As a member of an all-women’s organization, I was conflicted about this news. Although I thought of myself as a supporter of organizations like sororities, which profess to foster positive relationships between women, their all-male counterparts seemed to lack a noble purpose. Discomforted by the prospect of a double standard, I ultimately agreed with Harvard’s actions and began reconsidering how my own involvement in single-sex organizations may have negative ramifications. I even questioned the validity of single-sex institutions in general. Ultimately, I found myself asking whether or not they would be able to sustain themselves in the future. Was Harvard a one-off, or ahead of a curve?
On one hand, I find all-men’s institutions unnecessary and illegitimate. These institutions seem to vaguely support the exclusion of women with a sometimes unhealthy justification: girls make it harder for guys to be guys, a vague phrase that alludes to anything from touch football games to degrading women; therefore, they say, men need their own space for “brotherhood.” With the exception of a few all-men’s institutions that specifically seek to support minority groups–like the Yale Black Men’s Union, for instance–most fraternities and other men’s organizations have no real mandate for ‘empowering’ men. Instead, they seem to solidify men’s already-dominant position in society, all while barring women from entry, reminding them of their own subjugated social position.
Even though all-women’s institutions may be valid in their efforts for gender equality, their history does not preclude them from following a course charted by their male counterparts.
On the other hand, women-only institutions were developed and continue to function as a reaction to years of the exclusion discussed above.
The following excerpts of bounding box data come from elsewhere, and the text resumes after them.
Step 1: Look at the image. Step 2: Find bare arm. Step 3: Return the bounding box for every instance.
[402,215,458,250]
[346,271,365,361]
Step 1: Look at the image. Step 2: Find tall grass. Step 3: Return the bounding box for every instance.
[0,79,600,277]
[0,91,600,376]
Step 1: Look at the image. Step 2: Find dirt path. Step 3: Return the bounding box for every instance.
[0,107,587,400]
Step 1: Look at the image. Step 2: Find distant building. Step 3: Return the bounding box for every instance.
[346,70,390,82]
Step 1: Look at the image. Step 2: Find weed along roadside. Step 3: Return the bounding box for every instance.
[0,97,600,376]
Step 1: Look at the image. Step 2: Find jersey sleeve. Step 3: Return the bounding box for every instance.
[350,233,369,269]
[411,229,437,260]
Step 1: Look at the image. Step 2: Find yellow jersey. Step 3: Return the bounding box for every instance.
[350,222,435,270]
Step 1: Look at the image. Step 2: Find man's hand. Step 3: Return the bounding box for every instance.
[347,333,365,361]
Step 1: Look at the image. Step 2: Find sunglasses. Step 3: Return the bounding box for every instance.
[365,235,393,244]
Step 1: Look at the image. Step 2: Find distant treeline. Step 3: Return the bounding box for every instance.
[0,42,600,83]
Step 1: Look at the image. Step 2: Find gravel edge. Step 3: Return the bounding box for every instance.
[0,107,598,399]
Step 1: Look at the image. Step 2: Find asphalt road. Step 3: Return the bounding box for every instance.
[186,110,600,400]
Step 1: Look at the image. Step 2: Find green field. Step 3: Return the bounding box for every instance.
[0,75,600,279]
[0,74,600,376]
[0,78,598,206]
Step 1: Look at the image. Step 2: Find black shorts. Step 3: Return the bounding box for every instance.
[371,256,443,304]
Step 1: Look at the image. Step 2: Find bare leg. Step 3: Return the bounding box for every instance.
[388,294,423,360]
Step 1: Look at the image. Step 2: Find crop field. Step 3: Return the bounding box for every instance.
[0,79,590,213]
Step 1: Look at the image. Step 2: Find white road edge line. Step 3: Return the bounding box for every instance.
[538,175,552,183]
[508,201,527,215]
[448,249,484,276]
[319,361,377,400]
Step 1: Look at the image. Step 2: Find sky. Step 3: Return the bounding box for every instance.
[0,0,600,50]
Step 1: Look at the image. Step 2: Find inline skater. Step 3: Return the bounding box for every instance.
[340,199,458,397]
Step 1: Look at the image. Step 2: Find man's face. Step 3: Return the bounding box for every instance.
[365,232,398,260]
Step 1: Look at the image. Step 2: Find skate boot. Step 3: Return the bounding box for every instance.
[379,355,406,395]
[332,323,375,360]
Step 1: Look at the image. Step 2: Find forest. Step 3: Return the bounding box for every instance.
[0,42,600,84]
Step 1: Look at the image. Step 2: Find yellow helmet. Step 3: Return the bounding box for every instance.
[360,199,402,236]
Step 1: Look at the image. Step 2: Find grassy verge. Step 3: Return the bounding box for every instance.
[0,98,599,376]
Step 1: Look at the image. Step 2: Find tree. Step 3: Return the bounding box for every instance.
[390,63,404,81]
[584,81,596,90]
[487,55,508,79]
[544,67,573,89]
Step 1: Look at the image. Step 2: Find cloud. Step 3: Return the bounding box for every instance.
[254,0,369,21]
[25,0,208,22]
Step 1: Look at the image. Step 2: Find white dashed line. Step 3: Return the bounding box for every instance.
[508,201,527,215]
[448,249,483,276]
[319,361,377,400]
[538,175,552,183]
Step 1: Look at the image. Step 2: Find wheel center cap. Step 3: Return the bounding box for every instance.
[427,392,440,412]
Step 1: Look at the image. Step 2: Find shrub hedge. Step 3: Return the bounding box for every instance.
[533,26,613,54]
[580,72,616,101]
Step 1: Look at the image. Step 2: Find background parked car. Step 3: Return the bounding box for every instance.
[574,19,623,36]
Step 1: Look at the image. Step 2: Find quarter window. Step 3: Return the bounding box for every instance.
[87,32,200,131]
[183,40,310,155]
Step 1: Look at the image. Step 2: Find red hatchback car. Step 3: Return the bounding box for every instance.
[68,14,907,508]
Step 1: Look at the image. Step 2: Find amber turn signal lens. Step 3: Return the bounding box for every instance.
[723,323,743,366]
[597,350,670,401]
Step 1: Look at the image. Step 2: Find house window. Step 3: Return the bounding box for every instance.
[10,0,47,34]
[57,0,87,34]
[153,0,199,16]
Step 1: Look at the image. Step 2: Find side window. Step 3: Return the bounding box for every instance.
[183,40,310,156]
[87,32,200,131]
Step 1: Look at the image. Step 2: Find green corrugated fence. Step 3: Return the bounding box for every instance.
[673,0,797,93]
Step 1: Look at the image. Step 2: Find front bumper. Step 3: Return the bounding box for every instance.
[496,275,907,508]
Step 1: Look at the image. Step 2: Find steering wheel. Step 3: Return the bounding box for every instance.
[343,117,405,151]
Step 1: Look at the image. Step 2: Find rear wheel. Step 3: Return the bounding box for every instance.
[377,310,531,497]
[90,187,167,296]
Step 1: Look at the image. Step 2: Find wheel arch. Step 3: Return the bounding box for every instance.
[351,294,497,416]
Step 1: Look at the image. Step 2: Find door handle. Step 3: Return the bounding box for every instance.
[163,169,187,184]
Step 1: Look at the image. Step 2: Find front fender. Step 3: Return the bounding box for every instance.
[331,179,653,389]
In the United States, most all-women’s colleges were established as a direct confrontation to the long history of female exclusion from higher education. Barnard College in New York City, for example, was founded due to rallying efforts of young women against Columbia University’s refusal to admit women.
While the country’s all-male and all-female institutions might have disparate origin stories, it became increasingly clear to me that they were destined for the same fate. Even though all-women’s institutions may be valid in their efforts for gender equality, their history does not preclude them from following a course charted by their male counterparts.
For one, the growing number of people who do not identify as cisgender (i.e. do not identify as the gender they were assigned at birth) calls the future of gender-based institutions into question. Most all-women’s colleges require students to identify as female at the time they fill out their application, and although recent policies have extended this to include transgender students, there is still ambiguity on how admission standards pertain to non-binary or gender-fluid applicants. Accordingly, all-women’s institutions must attempt to provide a sanctuary for women, while also fluidly defining who counts as one. As soon as one of these institutions begins to discriminate against non-binary and gender nonconforming people in the name of homogeneity, they contradict the fundamental principles of empowerment on which they were formed, and ignite the same frustrations that all-male groups ignited among women.
Moreover, adamant supporters of these institutions fail to recognize that in 2019 we should not have to huddle into our gender-based corners to feel accepted and supported by those around us. We can cultivate those values universally across and between different identities we all hold while avoiding excluding people that do not have fit within the old gender-based framework. Whether or not single-sex institutions can survive in this climate can only be tested with time, but one thing is for sure: in their current state, these institutions no longer reflect the capacity of our society to accept and include.
We can cultivate those values universally across and between different identities we all hold while avoiding excluding people that do not have fit within the old gender-based framework.
The future of single-sex institutions is at best uncertain. The (rightful) inclusion of non-binary people in an increasing number of these organizations may move them away from their origins. As the once-rigid lines of gender-based organizations become blurred, they reflect the new communities of comfort and friendship in our society, demonstrating that these values are not intrinsically tied to one’s gender group, or any demographic group, for that matter. Single-sex organizations are not evil, but they do reflect some antiquated beliefs surrounding gender. When Harvard took steps earlier this month to phase them out of campus life, they communicated an important message: we can and must do better.